Whether foraging in dark corners of dissonance at the lower end of a keyboard or stringing together the rhythm of a court dance in scattershot improvisations, pianist David Ferrelles pays attention to detail on every level. He’s clearly listening to his peers: Matt Mitchell, Jason Moran, and Chris Davis. He draws from modernity and its disaffected: Morton Feldman, Olivier Messiaen, Thelonious Monk. It draws heavily from Cuban folk traditions: Changui, Abakuá, Danzon. And on “Nuna”, his first solo piano recording, he spreads that across all 88 keys.

“Linger Awhile” is a Rite of Passage: A minor book, here’s what I can do for the first time. Fortunately, Samara Joy’s harmonic ideas are interesting enough and her voice is so infectious that it doesn’t feel like an exercise. On “Nostalgia,” just try not to smile at the lyrics you wrote to Fats Navarro’s 1947 trumpet solo while simply nodding your head at her command.

With “Jazz Codes” the electronic poet and artist Kamai Iowa She declares her love for the Jazz strain, and registers some concerns. In “Woody Show”, over Melanie Charles’s hypnotic vocals, Iowa laments that this music has fallen into white institutions. On Barely Woke, she turns her attention to culture as a whole: “If only we could wake up more urgently/Emergency/But I hardly ever woke up.”

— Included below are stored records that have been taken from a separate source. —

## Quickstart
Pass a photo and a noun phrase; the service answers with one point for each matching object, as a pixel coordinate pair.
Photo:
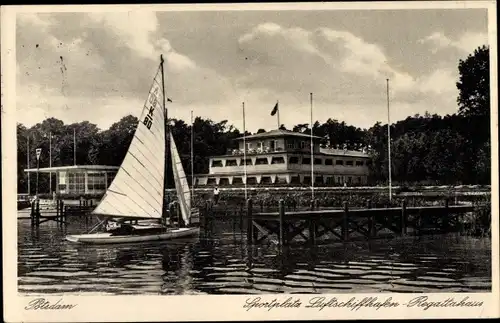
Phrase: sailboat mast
(166, 132)
(192, 157)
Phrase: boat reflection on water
(223, 263)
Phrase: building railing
(255, 151)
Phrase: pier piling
(249, 221)
(281, 216)
(404, 218)
(345, 223)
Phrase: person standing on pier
(216, 195)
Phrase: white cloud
(467, 42)
(139, 31)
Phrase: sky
(99, 66)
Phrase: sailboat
(133, 205)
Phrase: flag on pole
(275, 109)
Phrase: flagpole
(74, 146)
(50, 161)
(389, 141)
(165, 156)
(277, 103)
(245, 152)
(28, 164)
(312, 156)
(192, 157)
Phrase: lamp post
(50, 162)
(38, 153)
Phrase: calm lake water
(222, 263)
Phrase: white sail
(181, 184)
(138, 187)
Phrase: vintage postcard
(248, 162)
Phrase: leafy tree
(474, 83)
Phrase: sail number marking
(153, 100)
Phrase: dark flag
(275, 109)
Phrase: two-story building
(284, 157)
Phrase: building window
(96, 182)
(261, 161)
(266, 180)
(248, 161)
(280, 179)
(216, 163)
(277, 160)
(231, 162)
(76, 182)
(273, 145)
(251, 180)
(111, 177)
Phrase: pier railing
(284, 226)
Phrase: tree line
(430, 149)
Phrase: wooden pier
(284, 226)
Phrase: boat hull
(108, 238)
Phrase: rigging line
(136, 203)
(136, 190)
(152, 163)
(129, 211)
(156, 129)
(135, 180)
(135, 132)
(140, 183)
(147, 168)
(151, 142)
(103, 206)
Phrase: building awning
(72, 168)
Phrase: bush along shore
(476, 223)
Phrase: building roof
(75, 167)
(342, 152)
(278, 133)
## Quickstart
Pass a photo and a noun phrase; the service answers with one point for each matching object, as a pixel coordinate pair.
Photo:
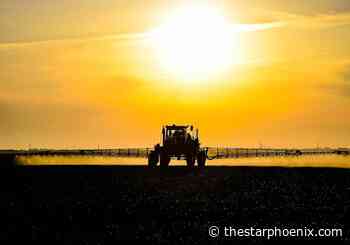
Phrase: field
(100, 204)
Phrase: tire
(190, 160)
(201, 159)
(153, 159)
(164, 159)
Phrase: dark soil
(102, 204)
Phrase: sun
(195, 42)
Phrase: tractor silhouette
(179, 142)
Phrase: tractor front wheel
(153, 159)
(190, 160)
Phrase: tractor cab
(178, 135)
(180, 142)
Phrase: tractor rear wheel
(201, 158)
(164, 159)
(153, 159)
(190, 160)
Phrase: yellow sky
(85, 74)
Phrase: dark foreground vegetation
(100, 204)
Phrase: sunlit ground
(303, 161)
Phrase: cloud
(318, 21)
(136, 36)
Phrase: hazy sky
(81, 74)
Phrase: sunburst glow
(196, 42)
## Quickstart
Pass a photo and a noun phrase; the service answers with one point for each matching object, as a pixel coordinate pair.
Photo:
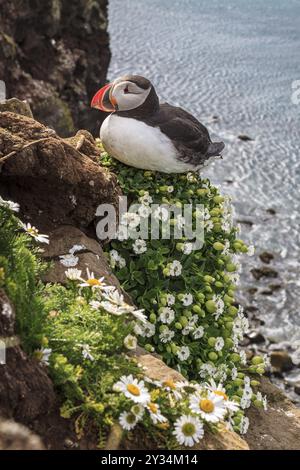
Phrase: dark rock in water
(245, 137)
(264, 271)
(55, 54)
(271, 211)
(56, 181)
(266, 257)
(252, 290)
(281, 361)
(266, 292)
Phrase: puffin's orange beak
(103, 99)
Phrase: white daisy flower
(13, 206)
(95, 304)
(187, 330)
(183, 353)
(191, 178)
(69, 260)
(180, 221)
(130, 342)
(207, 370)
(211, 408)
(171, 387)
(188, 430)
(93, 282)
(247, 392)
(170, 299)
(127, 420)
(219, 306)
(166, 315)
(155, 413)
(138, 411)
(133, 389)
(187, 299)
(139, 315)
(76, 248)
(34, 233)
(226, 248)
(121, 262)
(146, 330)
(245, 403)
(208, 225)
(166, 335)
(139, 246)
(175, 268)
(243, 357)
(114, 255)
(198, 332)
(144, 211)
(219, 345)
(234, 373)
(244, 425)
(116, 259)
(187, 248)
(220, 390)
(73, 274)
(146, 199)
(161, 213)
(251, 250)
(130, 219)
(121, 235)
(86, 352)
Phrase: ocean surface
(232, 64)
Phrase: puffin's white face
(128, 95)
(121, 95)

Powerful avant-garde pianist Angelica Sanchez leads a new all-star trio here, with guitarist Michael Furmanek and drummer Billy Hart letting melodies explode in her hand and closing in — closely but not too tightly — with Hart’s drums.

Makaya McRaven, a Chicago-based drummer and producer, has spent years recording, splicing together and bringing to life the tracks that appear on “In These Times”. Mixing crisply cut ukulele, pulsating guitar, piercing bass lines, trumpets, drums and more, he paints an often encapsulated sound picture not far from a classic David Axelrod production, or a 1970s Curtis Mayfield album without the vocal track.

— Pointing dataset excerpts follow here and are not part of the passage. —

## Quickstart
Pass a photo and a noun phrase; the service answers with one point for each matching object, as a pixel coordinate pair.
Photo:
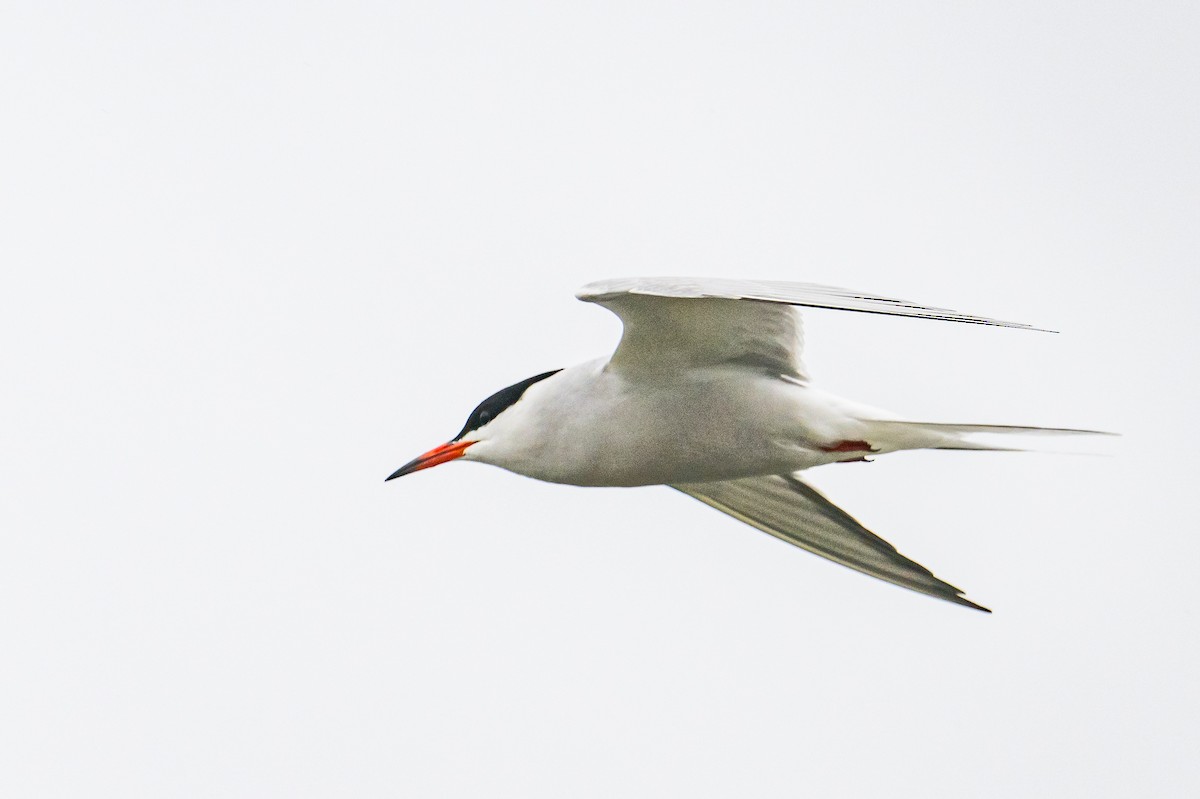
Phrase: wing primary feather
(793, 511)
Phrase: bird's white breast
(593, 426)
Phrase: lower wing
(796, 512)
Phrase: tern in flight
(707, 394)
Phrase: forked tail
(892, 434)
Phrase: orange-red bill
(437, 455)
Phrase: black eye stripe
(495, 404)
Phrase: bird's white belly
(705, 425)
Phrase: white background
(256, 256)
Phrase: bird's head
(485, 422)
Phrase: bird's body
(665, 430)
(707, 394)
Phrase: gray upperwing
(796, 512)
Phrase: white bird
(707, 394)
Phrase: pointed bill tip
(433, 457)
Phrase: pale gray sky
(257, 256)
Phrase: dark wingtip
(965, 601)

One piece of a larger multimedia work, the original songs on “Sadness” stem from over 100 interviews by the pianist, singer, and activist Samora Benderhouse Conducted with people whose lives have been affected by the criminal justice system. Blending gospel harmonies, post-hip-hop instrumentals, and wounded ballads, the music shivers with anger and vision.